PM downplays Musk tweet fuss
Eight key cave divers return to UK, Belgium
Prime Minister Prayut Chan-o-cha has urged the media to stop "dramatising" a tweet by American space entrepreneur Elon Musk involving a mini-submarine donated for the rescue of the Wild Boars football team, which some media reported the rescue chief describing as ''not practical.''
"Even though their equipment is technologically sophisticated, it's unfit for our mission," Phayao governor Narongsak Osotthanakorn, who headed the rescue bid, said at a press conference on Tuesday morning before the last of the 12 boys and their football coach were brought out of Tham Luang cave in the evening.

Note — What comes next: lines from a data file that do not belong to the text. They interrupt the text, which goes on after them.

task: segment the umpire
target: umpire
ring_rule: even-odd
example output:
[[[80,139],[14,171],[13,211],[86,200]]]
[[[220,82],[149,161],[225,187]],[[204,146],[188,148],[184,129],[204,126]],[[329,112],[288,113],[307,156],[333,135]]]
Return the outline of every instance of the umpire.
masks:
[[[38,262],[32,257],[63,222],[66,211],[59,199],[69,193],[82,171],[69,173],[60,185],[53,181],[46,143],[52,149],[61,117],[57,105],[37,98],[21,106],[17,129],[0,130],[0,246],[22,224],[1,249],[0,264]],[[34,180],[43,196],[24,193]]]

Responding to a tweet by BBC News (World) quoting Mr Narongsak, Mr Musk later tweeted: "The former Thai provincial governor [described inaccurately as "rescue chief"] is not the subject matter expert. That would be Dick Stanton, who co-led the dive rescue team."
Gen Prayut said on Wednesday that Mr Musk showed him the equipment when they met at Chiang Rai airport. He thanked Mr Musk for his help, the premier said.
"His equipment will definitely be useful in several other situations. In Thailand, it may not be able to pass through some narrow passageways.... Stop dramatising," Gen Prayut said.
On Tuesday, the founder and CEO of SpaceX, The Boring Company and Tesla tweeted pictures from Tham Luang cave and wrote, "Just returned from Cave 3. Mini-sub is ready if needed. It is made of rocket parts & named Wild Boar after kids' soccer team. Leaving here in case it may be useful in the future. Thailand is so beautiful."
On Sunday, Mr Musk tweeted, "Got more great feedback from Thailand. Primary path is basically a tiny, kid-size submarine using the liquid oxygen transfer tube of Falcon rocket as hull. Light enough to be carried by 2 divers, small enough to get through narrow gaps. Extremely robust."
He also posted a video clip of the mini-submarine being tested in a pool in Los Angeles on Monday, prior to its delivery.
After Twitter user @MabzMagz asked the tech tycoon on July 4 if he could assist in the rescue in any way, @elonmusk replied, "I suspect that the Thai govt has this under control, but I'm happy to help if there is a way to do so."
"Great news that they made it out safely. Congratulations to an outstanding rescue team!," tweeted the space expert after the Wild Boars were extracted on Tuesday.
Mr Musk visited Tham Luang on the weekend and was taken inside the cave by the rescue team. He ended his Thailand visit by saying he had donated the mini-submarine "in case it may be useful in the future. Thailand is so beautiful."
Mr Narongsak on Wednesday officially announced an end to the rescue operation which he dubbed "Mission Possible" after the 12 boys and their coach were brought out safely from the cave.
"The lessons learnt are not for only Thailand, but for the world. Children will be taught about the dangers and it will also serve as a lesson for agencies," Mr Narongsak said.
He also described former Navy Seal Saman Gunan, who died from a lack of oxygen on July 6 during the rescue mission, as "the real hero".
Mr Narongsak also extended his condolences to Australian doctor Richard Harris who found out his father had died after helping with the rescue mission.
Thanya Nethithammakul, director-general of the Department of National Parks, Wildlife and Plant Conservation, said efforts will be made to restore the ecology of Tham Luang cave and surrounding forest areas, with a budget of 42 million baht, with plans to also develop it into a tourist spot.
Weerasak Kowsurat, the tourism and sports minister, said he would himself see off eight key divers from Britain and Belgium, who were mostly booked to fly back to their home countries Wednesday and Thursday.
He said he would give certificates and gifts as initial offerings to these divers for their contribution.
These divers left their work behind and rushed to Thailand when asked to be on the front line of the rescue mission, he said.
Thai Navy Seals have released a video clip on their Facebook/ThaiSEAL account, dubbed 'The operation the world never forgets', showing how the extraction of the 12 boys and their football coach from Tham Luang cave was successfully achieved. (Photo from the video)
"They [the divers] are going back now after being tired out from the task taking loads of their equipment. We will facilitate their travel back until they reach their destinations," said Mr Weerasak.
One of the divers who went home Wednesday was John Volanthen, one of the two British diving experts who found the trapped boys deep inside the cave on July 2.
The Comptroller General's Department said it will give 495,000 baht to the family of former Navy Seal Saman.
Of the sum, 45,000 baht will be used for his funeral rites and the rest given to his family, said Suttirat Rattanachot, the department's chief.